I’m now on with further research into health and safety issues to do with laying the glass strips into the ground. Our work has to be able to withstand vehicles driving over it, and the contractors need to have proof that the stuff we’re asking them to install complies with health and safety regulations and is fit for purpose. With the etched paving slabs the supplier provides that information. With strips of glass that I’ve water-jet cut and am soon to be silvering it doesn’t seem so straightforward. Hmmm… think I need to give my old tutor a ring – architectural glass artist Cate Watkinson of Watkinson Glass Associates.
Anyway, I had fun water-jet cutting the glass at the University of Sunderland’s Glass dept. (see picture)
A public art project on the Scarborough – Whitby Old Railway Line is my most recent project. Commissioned by Scarborough Borough Council and the Friends of the Old Railway Line this is a joint project with Adrian Riley of Electric Angel Design. The finished artwork will be ground based and will act as both signage and waymarker.

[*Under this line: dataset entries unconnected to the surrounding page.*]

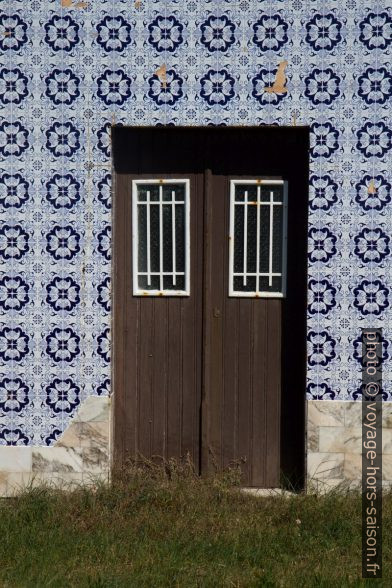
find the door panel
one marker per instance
(213, 374)
(162, 350)
(243, 369)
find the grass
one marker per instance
(163, 526)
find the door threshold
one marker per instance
(267, 492)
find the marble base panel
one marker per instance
(334, 450)
(80, 456)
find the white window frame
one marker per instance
(135, 238)
(270, 274)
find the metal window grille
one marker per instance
(258, 238)
(160, 236)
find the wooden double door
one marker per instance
(200, 285)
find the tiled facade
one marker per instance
(69, 69)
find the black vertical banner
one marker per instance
(372, 453)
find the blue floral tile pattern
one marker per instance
(68, 74)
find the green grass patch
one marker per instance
(164, 526)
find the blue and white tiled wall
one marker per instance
(69, 69)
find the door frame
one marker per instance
(284, 151)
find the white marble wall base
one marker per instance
(80, 456)
(334, 450)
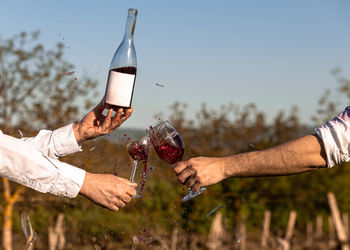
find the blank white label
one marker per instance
(120, 86)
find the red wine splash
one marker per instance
(138, 152)
(171, 153)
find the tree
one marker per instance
(36, 91)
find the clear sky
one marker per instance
(273, 53)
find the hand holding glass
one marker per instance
(169, 146)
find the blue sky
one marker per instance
(273, 53)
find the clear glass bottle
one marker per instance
(122, 72)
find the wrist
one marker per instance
(84, 190)
(76, 131)
(227, 167)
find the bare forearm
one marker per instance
(297, 156)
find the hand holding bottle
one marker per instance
(95, 124)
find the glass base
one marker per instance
(192, 194)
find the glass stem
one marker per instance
(132, 177)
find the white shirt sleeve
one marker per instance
(33, 162)
(335, 135)
(57, 143)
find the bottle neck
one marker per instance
(130, 27)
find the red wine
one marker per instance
(138, 152)
(170, 153)
(120, 87)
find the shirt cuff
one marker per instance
(335, 135)
(64, 141)
(69, 180)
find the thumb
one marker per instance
(132, 184)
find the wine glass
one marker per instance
(138, 150)
(170, 147)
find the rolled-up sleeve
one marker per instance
(335, 135)
(33, 167)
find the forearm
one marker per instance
(24, 164)
(297, 156)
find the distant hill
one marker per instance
(121, 135)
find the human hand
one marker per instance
(200, 172)
(95, 124)
(108, 190)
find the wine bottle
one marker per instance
(122, 72)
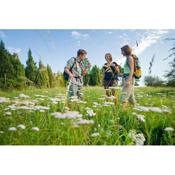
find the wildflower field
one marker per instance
(43, 117)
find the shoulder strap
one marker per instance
(73, 63)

Visually the artwork is inpsired by period railway typography with giant lettering and subtle glass inserts within paving made from recycled glass. Poetry by John Wedgewood Clarke is being etched into the surface. We went to the site with John and talked to users of the track in order to generate words and phrases that formed the raw material from which John has written the poem. Progress can be seen on the projects own blog http://www.railwayart.com/ This images shows the scale mock-up in progress.
The project has been a complicated one particularly regarding costings and sourcing materials and services and has taken many hours of sorting! It’s been a steep learning curve but fun nevertheless. It’s also been great working with Electric Angel. It has made me realise I much prefer working with other people. Partnership working here I come!